- 龙 门 山 Location within China

Highest point
- Elevation: 1,087 m (3,566 ft)
- Coordinates: 35°42′15″N 110°38′55″E﻿ / ﻿35.70417°N 110.64861°E

Naming
- English translation: dragon gate mountain
- Language of name: Chinese
- Pronunciation: Mandarin: [lʊŋ˧˥mən˧˥ʂ̺an˥]

Geography
- Location: Shanxi, China

= Mount Longmen (Shanxi) =

Mountain in Shanxi, China

Lóngmén Shān, Mount Longmen or Longmen Mountain is a mountain in Shanxi province, China. In March–April 2010, the Wangjialing coal mine flood occurred here.

==Geography==
Lóngmén Shān is where the Yellow River abruptly leaves the vast, rugged expanse of the Loess Plateau that spreads out in the mountain's north and west to enter a plain which connects both to the nearby Linfen Basin in the east and to the Guanzhong Plain further southwest. The mountain is thus a part of the Loess Plateau's southern edge. At the same time, it forms the south-western extreme point of the Lüliang Mountains, a range that runs parallel to the river as it flows south.

The spot at Lóngmén Shān's southwestern tip where the Yellow River breaks through is called Yǔménkǒu ("Yu's doorway, or gate"). Here, three bridges span the Yellow River. As there are no other nearby bridges either upstream or downstream, this is the only dry connection from Xiangning County and Hejin (in Shanxi province) across the river to Hancheng (in Shaanxi province), hence the name Xiang-Han Yellow River Bridge(s) (乡韩黄河大桥 (Xiāng-Hán Huáng Hé Dàqiáo)).

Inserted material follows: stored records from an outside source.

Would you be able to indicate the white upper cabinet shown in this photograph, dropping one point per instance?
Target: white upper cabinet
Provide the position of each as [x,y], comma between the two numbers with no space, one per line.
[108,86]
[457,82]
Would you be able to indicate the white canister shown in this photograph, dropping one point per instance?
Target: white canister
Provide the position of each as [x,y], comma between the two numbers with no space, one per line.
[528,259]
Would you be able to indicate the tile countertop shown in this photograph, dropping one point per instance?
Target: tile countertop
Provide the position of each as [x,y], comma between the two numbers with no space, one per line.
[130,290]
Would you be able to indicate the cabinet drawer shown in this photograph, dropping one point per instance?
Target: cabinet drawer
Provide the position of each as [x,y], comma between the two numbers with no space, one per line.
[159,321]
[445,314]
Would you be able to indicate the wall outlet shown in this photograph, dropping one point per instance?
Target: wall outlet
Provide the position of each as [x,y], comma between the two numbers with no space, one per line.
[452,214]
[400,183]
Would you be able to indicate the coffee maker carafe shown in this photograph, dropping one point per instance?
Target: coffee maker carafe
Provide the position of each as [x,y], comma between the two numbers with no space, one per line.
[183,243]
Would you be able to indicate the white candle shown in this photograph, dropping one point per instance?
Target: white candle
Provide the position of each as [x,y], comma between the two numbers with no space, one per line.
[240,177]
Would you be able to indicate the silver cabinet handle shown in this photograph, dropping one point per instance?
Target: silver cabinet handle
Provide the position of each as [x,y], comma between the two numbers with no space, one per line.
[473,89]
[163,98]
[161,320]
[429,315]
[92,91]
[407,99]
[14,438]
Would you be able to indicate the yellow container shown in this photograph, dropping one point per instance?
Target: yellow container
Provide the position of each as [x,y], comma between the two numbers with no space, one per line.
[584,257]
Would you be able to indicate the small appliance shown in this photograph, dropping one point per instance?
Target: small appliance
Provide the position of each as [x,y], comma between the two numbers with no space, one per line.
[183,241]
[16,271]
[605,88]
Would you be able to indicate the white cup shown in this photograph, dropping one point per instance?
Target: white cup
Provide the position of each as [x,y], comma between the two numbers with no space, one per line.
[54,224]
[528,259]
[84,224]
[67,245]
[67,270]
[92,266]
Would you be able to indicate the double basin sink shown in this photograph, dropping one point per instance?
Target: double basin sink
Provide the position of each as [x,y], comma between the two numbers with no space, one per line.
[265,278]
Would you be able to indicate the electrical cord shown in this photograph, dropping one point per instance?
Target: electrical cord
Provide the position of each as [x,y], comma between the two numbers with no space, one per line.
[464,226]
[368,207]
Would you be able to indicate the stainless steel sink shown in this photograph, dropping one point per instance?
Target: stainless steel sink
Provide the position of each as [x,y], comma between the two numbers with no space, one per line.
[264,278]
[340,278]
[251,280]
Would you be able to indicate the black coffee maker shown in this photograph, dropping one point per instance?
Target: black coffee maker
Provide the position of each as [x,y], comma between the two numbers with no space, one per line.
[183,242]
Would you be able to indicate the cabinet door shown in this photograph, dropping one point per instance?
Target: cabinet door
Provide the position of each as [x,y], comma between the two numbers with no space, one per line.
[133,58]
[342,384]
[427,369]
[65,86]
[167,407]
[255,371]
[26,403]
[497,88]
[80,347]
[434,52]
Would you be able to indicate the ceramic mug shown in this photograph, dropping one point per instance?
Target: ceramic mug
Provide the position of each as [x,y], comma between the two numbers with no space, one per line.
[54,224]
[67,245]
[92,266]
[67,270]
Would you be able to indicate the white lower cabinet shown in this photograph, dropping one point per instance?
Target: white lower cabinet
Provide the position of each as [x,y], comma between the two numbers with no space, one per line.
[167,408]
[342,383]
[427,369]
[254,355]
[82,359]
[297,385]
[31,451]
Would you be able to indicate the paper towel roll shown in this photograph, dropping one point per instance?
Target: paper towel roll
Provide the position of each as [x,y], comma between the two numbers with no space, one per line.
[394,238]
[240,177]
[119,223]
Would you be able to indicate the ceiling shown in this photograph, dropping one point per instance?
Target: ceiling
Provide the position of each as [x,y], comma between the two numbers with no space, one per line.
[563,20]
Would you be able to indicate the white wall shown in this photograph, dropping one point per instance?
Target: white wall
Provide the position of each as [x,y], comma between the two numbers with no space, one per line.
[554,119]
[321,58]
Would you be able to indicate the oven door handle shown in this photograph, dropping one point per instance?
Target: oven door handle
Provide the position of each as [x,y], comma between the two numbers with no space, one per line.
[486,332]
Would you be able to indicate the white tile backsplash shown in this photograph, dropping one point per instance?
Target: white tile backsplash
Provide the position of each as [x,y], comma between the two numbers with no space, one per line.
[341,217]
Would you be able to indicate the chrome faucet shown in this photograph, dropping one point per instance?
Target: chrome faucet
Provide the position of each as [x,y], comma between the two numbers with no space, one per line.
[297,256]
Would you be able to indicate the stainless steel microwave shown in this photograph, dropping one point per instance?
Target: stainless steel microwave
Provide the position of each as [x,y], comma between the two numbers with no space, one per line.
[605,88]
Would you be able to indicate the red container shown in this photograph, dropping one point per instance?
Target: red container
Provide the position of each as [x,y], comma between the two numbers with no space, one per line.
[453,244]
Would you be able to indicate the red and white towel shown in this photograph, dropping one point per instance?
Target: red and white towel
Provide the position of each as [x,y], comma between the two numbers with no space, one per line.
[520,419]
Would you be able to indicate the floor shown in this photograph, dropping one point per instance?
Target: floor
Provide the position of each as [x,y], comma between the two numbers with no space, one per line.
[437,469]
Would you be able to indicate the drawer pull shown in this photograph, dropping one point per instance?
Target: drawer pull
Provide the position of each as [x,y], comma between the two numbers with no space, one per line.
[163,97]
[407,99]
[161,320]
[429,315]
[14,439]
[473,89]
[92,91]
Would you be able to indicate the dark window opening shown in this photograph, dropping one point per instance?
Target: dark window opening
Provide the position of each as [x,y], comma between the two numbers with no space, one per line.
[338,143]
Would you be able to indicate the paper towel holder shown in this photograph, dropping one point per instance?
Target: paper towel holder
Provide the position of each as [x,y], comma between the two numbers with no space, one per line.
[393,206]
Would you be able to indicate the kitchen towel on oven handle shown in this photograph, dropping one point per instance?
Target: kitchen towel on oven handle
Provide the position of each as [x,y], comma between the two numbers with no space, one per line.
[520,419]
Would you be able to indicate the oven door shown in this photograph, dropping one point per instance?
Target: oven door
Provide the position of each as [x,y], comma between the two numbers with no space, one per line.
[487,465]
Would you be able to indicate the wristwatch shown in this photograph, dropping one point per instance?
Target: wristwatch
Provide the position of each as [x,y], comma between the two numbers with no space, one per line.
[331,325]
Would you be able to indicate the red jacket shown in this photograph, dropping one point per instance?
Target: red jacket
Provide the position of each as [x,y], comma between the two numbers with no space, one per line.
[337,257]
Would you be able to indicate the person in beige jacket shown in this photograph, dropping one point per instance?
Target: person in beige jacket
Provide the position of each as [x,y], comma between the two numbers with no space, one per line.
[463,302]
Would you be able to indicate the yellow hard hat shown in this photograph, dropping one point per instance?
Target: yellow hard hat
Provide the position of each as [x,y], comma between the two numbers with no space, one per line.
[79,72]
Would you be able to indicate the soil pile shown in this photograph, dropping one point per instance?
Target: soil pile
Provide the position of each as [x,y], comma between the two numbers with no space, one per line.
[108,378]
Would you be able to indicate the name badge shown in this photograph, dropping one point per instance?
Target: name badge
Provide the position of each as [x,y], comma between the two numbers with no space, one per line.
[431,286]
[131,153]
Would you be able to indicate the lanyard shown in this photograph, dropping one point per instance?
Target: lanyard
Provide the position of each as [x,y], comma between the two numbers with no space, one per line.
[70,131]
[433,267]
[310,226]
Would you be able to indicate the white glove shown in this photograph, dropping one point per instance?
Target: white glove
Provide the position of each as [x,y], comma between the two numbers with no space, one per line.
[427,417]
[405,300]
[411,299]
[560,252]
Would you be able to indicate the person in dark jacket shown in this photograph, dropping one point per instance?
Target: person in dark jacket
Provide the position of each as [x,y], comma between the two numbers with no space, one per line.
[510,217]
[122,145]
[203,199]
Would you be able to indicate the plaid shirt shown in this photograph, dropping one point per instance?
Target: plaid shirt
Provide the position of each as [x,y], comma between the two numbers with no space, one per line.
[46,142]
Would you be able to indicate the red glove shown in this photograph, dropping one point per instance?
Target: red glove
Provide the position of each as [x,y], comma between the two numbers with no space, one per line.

From Yǔménkǒu, Lóngmén Shān stretches in a straight northeasterly direction and then slightly bends eastward toward its opposite end, where a ravine (青石峪 (Qīngshí Yù)) breaks through to the plain, separating Lóngmén Shān from the rest of the Lüliang Mountains.

==Administration==
Administratively, the main part of Lóngmén Shān is in the county-level city of Hejin in the prefecture-level city of Yuncheng; only the mountain's northeastern end reaches into Xiangning County in the prefecture-level city of Linfen. All these are in the province of Shanxi, but the similarly named province of Shaanxi is just across the Yellow River that forms the boundary between these two provinces until much further upstream and downstream.